In another recipe, we have covered, how to do this. In General, we discourage the use of `docker commit`, even though this might feel like a very easy way to develop an environment step by step. However, you give
up the great reproducibility you achieve with docker files.
The script `run_jupyter.sh` does a few things that are untypical when using docker. Here are the most important points.
* We do not store any information in the container. Your home directory is mounted into the container. This is done by using `-v $HOME:$HOME`. It is mounted to the same path as on the
host computer. This ensures not path inconsistencies occur.
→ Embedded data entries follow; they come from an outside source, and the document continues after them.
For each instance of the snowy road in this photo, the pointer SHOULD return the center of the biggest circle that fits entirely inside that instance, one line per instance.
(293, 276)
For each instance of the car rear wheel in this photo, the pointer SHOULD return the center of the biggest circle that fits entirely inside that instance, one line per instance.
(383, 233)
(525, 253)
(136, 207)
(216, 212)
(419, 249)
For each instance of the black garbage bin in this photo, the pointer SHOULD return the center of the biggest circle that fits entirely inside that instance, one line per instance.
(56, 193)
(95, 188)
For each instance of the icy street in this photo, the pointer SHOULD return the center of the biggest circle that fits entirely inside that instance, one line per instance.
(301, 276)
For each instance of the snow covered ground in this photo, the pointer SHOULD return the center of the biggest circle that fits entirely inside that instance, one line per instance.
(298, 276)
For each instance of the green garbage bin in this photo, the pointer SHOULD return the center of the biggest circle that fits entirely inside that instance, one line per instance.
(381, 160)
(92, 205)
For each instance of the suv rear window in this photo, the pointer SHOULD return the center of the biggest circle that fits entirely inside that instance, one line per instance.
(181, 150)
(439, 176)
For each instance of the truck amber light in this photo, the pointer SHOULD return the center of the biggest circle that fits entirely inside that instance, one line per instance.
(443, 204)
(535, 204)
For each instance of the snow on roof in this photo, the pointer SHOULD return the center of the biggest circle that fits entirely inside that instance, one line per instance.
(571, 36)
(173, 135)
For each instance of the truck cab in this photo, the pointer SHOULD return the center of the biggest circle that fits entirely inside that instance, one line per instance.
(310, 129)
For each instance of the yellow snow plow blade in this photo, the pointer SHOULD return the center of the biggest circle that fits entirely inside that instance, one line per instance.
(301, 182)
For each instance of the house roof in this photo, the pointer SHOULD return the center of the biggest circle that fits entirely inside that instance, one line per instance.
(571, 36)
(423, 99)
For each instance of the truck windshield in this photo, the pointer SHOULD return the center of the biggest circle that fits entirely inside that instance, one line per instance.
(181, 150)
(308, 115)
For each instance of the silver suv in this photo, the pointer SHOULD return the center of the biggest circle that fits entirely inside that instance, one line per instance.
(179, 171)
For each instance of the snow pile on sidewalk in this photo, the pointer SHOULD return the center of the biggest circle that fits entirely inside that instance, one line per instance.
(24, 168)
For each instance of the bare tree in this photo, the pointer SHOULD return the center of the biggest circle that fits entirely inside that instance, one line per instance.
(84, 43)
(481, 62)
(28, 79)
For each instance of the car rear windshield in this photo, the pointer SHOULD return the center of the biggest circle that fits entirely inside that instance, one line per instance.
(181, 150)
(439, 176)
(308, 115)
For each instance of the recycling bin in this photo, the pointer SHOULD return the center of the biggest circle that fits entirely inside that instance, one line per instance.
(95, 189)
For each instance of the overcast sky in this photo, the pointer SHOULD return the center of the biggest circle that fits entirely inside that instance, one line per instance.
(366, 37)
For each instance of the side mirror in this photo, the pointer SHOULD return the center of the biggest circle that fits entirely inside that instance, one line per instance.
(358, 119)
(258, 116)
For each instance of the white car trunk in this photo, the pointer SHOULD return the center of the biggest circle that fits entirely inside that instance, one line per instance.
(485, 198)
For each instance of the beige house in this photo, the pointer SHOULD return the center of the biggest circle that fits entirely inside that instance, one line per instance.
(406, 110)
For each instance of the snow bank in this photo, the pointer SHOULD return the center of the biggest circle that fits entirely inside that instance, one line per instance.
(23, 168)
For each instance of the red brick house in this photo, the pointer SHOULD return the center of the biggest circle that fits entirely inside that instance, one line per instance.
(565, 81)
* The `HOST` environment variable is exported into the container. This is done with the option `-e HOME`
* The user id and group id are not set to `root`/0 as typical for docker, but with the option `--user $(id -u $USER):$(id -g $USER)` we make sure that UID and GID inside the container are the same as the ones of the user who starts the container.
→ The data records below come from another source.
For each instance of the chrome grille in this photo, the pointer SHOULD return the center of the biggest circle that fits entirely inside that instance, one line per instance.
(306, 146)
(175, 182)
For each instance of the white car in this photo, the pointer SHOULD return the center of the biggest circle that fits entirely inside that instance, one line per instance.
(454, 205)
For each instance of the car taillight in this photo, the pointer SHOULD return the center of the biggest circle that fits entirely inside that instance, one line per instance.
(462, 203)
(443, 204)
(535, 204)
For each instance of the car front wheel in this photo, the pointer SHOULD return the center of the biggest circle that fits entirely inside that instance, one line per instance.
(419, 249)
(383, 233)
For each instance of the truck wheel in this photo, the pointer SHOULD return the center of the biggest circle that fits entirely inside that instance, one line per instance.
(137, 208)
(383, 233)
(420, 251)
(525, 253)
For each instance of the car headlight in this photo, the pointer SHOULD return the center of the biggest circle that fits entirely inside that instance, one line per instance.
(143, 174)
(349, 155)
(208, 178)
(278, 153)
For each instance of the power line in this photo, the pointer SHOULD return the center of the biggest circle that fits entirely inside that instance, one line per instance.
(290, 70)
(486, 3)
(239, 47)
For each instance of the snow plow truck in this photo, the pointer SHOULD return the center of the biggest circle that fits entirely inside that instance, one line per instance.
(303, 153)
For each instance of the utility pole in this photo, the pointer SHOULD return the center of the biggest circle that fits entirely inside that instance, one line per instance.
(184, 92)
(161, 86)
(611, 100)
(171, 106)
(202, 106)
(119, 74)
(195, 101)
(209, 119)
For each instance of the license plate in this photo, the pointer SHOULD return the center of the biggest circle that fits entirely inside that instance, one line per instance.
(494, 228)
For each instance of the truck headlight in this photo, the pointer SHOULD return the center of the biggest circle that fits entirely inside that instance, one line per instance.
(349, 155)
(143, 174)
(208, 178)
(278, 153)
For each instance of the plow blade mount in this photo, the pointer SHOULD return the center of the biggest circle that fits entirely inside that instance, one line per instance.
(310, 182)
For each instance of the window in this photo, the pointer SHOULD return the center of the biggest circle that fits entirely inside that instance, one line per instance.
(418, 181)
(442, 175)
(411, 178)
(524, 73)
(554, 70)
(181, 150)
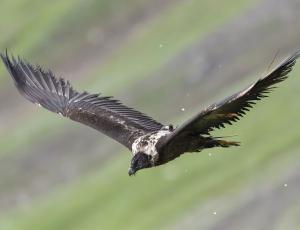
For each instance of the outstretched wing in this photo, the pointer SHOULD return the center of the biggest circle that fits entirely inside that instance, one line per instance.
(234, 107)
(105, 114)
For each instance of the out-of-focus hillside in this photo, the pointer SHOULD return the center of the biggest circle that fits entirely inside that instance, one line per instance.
(157, 56)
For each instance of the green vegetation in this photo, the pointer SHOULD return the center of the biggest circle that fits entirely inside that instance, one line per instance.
(107, 198)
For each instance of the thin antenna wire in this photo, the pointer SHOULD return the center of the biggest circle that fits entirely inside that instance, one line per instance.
(272, 62)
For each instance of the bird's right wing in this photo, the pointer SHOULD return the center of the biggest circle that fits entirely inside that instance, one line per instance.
(232, 108)
(105, 114)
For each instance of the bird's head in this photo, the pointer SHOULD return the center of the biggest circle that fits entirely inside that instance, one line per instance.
(139, 161)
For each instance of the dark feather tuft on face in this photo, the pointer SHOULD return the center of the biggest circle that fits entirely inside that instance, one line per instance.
(139, 161)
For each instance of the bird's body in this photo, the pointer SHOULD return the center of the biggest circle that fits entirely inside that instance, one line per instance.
(151, 143)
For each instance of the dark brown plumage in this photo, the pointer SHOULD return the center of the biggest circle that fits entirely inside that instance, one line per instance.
(151, 143)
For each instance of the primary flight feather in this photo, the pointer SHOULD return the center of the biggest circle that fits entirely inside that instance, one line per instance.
(151, 143)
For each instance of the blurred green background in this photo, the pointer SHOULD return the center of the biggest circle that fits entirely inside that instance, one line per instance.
(158, 56)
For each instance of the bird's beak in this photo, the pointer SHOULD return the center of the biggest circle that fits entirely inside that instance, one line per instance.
(131, 172)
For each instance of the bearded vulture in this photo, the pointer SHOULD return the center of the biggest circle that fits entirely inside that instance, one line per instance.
(151, 143)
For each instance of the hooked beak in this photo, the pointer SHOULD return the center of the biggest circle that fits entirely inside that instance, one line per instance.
(131, 172)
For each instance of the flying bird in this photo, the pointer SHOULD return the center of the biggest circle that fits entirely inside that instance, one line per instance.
(151, 142)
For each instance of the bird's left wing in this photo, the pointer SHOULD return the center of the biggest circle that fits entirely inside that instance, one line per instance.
(105, 114)
(232, 108)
All files modified in the container will be accessed with the UID and GID of the same user. If you are the only user, you will not even realize you are inside a container.
* The port 8888 of the container is mapped to the port 8889 of your local computer. The jupyter server started in the container by default serves on port 8888. To avoid conflicts with another potentially
running jupyter environment on your local machine, the container-based server serves on port 8889.
* The container is given the name `singularity_docker_jupyter_cont`
We start the jupyter server with a few options
* We don't restrict IPs that can use the server
* We don't open a browser
* We disable access tokens
* We use the `$HOME` directory as base directory for the jupyter server.